La première est une mesure d’urgence. Une mesure de salut public
envers, d’une part, les chômeurs et. tous les jeunes à
la recherche d’un premier emploi, et d’autre part envers tous ceux qui,
par divers impôts ou taxes, sont amenés à les prendre
en charge. Il s’agit d’obtenir du gouvernement que soient créés,
à l’usage des chômeurs, qui y auraient accès grâce
à une monnaie spéciale, des magasins qui leur procureraient
tout ce dont ils ont besoin, au prix coûtant. Comme le fait remarquer
notre ami : « les salariés ont accès, grâce
aux comités d’entreprise par exemple, à des cantines et
à des coopératives à prix réduits, pourquoi
pas les chômeurs qui en ont tant besoin ? ». Créer
un hypermarché est chose, facile, et rapide, à notre époque.
Et créer un circuit de distribution qui permette de l’approvisionner
directement par les producteurs est à la portée d’un gouvernement
entreprenant à qui il appartient d’embaucher le personnel nécessaire.
Cela fera baisser les chiffres d’affaires de ceux qui, à l’heure
actuelle, vendent aux chômeurs ? Même pas, puisque ce sont
eux, qui, de l’autre main, versent à l’Etat ce qui permet aux
chômeurs d’acheter !
*
Cette première étape contient l’amorce de notre plan
de transition. Celui-ci consiste, essentiellement, à créer
un système économique parallèle, à l’usage
de tous les actuels « sans travail », qu’ils soient chômeurs
ou « faillis ». Ils sont disponibles : ils pourraient donc
travailler à assurer la bonne marche de ce circuit dont la rentabilité
ne serait plus l’objectif essentiel : ils travailleraient pour eux.
N’ayant plus à être compétitifs pour séduire
les clients, ils pourraient même utiliser le matériel des
entreprises jugées « dépassés » non
rentables, aux yeux du marché.
Bien entendu, un tel circuit ne pourrait pas, du jour au lendemain,
se mettre à fabriquer tout ce qui lui est nécessaire.
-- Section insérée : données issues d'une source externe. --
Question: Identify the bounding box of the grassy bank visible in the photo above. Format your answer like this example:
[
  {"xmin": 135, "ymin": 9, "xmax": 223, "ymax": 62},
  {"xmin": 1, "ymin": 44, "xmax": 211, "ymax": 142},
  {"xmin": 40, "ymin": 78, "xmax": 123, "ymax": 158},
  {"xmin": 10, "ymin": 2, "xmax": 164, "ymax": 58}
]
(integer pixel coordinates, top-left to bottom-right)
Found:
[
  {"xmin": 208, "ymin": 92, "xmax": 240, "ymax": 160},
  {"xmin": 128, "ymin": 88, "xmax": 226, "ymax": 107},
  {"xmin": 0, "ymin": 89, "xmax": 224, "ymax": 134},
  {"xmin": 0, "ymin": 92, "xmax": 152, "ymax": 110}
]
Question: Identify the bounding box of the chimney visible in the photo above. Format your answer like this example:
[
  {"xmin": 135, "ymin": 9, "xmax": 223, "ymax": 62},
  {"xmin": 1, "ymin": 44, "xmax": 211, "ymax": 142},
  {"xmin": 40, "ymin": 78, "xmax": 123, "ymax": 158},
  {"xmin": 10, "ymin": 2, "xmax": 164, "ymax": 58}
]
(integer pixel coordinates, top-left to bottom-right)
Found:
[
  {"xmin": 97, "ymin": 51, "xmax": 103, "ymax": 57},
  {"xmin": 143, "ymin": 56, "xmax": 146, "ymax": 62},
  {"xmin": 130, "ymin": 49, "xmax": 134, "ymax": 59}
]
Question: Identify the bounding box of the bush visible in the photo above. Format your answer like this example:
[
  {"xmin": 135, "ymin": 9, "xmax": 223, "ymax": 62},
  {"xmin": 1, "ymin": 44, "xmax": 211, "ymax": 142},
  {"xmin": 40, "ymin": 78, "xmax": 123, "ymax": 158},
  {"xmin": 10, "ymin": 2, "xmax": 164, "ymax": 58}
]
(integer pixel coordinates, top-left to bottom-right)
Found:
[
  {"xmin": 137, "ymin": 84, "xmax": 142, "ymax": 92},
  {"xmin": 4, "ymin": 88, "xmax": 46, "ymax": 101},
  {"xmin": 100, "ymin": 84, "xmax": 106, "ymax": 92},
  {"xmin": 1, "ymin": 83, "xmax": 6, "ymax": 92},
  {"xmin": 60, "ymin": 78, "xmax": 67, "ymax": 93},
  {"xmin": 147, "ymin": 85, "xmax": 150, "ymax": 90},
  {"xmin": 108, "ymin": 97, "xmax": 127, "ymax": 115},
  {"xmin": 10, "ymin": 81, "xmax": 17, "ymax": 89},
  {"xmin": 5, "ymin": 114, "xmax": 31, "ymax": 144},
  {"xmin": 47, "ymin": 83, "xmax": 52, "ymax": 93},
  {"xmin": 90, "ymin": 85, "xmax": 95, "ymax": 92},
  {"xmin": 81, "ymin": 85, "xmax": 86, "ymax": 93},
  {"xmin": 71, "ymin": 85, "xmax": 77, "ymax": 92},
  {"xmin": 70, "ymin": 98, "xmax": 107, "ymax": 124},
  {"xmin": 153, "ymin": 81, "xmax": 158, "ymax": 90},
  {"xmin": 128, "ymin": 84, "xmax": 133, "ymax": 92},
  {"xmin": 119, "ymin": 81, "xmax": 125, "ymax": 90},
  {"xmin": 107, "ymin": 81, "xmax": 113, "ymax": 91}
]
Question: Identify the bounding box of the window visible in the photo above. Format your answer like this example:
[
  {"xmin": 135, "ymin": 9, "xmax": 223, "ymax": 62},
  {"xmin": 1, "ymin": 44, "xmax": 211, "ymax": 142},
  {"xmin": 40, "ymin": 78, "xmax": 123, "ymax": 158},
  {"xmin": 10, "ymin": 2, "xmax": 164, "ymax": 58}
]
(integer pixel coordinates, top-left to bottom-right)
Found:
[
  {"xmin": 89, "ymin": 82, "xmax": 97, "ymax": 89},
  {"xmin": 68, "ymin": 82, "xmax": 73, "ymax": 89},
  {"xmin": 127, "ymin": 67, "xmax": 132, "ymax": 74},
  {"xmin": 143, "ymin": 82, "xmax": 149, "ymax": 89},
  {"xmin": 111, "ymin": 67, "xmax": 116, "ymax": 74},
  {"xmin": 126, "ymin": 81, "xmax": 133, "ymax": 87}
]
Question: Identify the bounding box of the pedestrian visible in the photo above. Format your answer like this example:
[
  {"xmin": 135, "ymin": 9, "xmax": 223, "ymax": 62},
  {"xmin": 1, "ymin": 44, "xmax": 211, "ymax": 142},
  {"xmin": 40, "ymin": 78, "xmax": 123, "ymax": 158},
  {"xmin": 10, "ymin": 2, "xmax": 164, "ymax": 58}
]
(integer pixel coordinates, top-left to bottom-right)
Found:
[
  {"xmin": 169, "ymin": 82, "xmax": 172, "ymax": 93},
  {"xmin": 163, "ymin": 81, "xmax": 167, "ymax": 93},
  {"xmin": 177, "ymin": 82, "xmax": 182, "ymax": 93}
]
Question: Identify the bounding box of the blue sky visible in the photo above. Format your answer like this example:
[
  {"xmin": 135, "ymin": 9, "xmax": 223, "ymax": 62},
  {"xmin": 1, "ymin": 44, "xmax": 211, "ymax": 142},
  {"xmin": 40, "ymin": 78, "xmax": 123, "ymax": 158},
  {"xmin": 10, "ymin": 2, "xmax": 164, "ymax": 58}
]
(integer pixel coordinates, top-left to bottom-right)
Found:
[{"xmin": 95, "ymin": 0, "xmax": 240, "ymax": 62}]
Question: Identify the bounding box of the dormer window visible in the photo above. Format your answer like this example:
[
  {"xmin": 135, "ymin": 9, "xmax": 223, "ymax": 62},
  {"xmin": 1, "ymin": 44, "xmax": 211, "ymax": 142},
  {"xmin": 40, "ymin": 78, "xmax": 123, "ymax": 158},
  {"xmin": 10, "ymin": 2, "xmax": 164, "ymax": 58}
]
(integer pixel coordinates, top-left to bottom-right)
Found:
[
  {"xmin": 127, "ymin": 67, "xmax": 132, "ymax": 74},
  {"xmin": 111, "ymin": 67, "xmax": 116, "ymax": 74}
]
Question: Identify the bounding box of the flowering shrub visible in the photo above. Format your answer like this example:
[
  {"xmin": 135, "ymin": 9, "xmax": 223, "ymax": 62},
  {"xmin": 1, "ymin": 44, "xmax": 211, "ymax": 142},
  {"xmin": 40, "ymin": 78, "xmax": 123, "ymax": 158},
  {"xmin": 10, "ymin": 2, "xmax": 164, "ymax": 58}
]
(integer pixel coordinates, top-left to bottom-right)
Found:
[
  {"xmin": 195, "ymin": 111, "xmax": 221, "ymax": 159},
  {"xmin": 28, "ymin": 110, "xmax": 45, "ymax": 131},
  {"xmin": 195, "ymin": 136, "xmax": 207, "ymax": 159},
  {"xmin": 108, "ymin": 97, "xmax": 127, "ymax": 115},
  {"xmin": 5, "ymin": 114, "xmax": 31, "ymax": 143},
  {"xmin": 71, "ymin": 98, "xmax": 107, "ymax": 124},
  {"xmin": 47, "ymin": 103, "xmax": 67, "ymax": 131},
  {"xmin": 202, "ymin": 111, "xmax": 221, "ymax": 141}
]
Il faut prévoir des dispositifs d’échanges entre ce circuit
parallèle « distributif » fonctionnant avec sa monnaie
interne et le circuit actuel du marché à monnaie capitaliste.
Mais à la réflexion, ceci est possible. Il ne manque que
la volonté de l’entreprendre.
Nos lecteurs auront certainement celle d’aider A. Hunebelle à
chiffrer son projet, puis de le défendre auprès de ceux
qui détiennent notre avenir entre leurs mains.
* Qui, de 1935 à 1939, fut un des plus intimes collaborateurs de G. Bergery, fondateur du « parti frontiste » et de « La Flèche ».